AI IN THE CLASSROOM: EVALUATING THE EFFECTIVENESS OF INTELLIGENT TUTORING SYSTEMS FOR MULTILINGUAL LEARNERS IN SECONDARY EDUCATION
DOI:
https://doi.org/10.63125/gcq1qr39Keywords:
Intelligent Tutoring Systems, multilingual learners, adaptive learning, learner modeling, cultural responsiveness, systematic literature review, multimodal instructionAbstract
This study presents a systematic literature review examining the role, design, and effectiveness of Intelligent Tutoring Systems in supporting multilingual learners in secondary education. A total of 110 peer reviewed studies were analysed to identify the key functional components, pedagogical strategies, and adaptive features that contribute to the success of these systems in linguistically diverse classrooms.
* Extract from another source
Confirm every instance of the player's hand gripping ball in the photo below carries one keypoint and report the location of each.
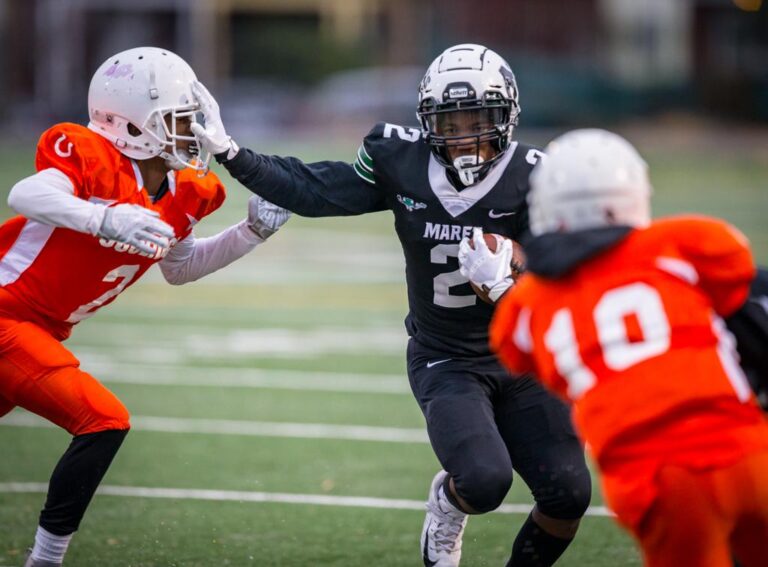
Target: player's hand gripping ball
(493, 270)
The review explores four interrelated components of Intelligent Tutoring Systems including learner modelling, domain knowledge, pedagogical strategy engines, and user interaction or interface design. Particular emphasis is placed on how these components integrate adaptive personalization, multimodal instructional resources, and culturally responsive frameworks to address both content mastery and language acquisition. Findings reveal that systems which employ sophisticated learner models such as Bayesian Knowledge Tracing and Performance Factor Analysis combined with linguistically sensitive feedback and multimodal delivery significantly enhance comprehension, retention, learner confidence, and engagement. Furthermore, culturally relevant domain knowledge and inclusive interface design were found to reduce barriers caused by language differences, thereby fostering an equitable learning environment. The study underscores the importance of teacher training, infrastructure readiness, and ethical data governance to ensure effective and responsible implementation. While emerging technologies such as generative artificial intelligence present opportunities for deeper personalization and more natural interaction, careful attention must be given to preventing bias, safeguarding privacy, and preserving cultural diversity. This review contributes to academic discourse and practical application by offering a synthesized framework for designing Intelligent Tutoring Systems that are inclusive, adaptive, and pedagogically grounded, ultimately supporting both academic success and language development for multilingual learners.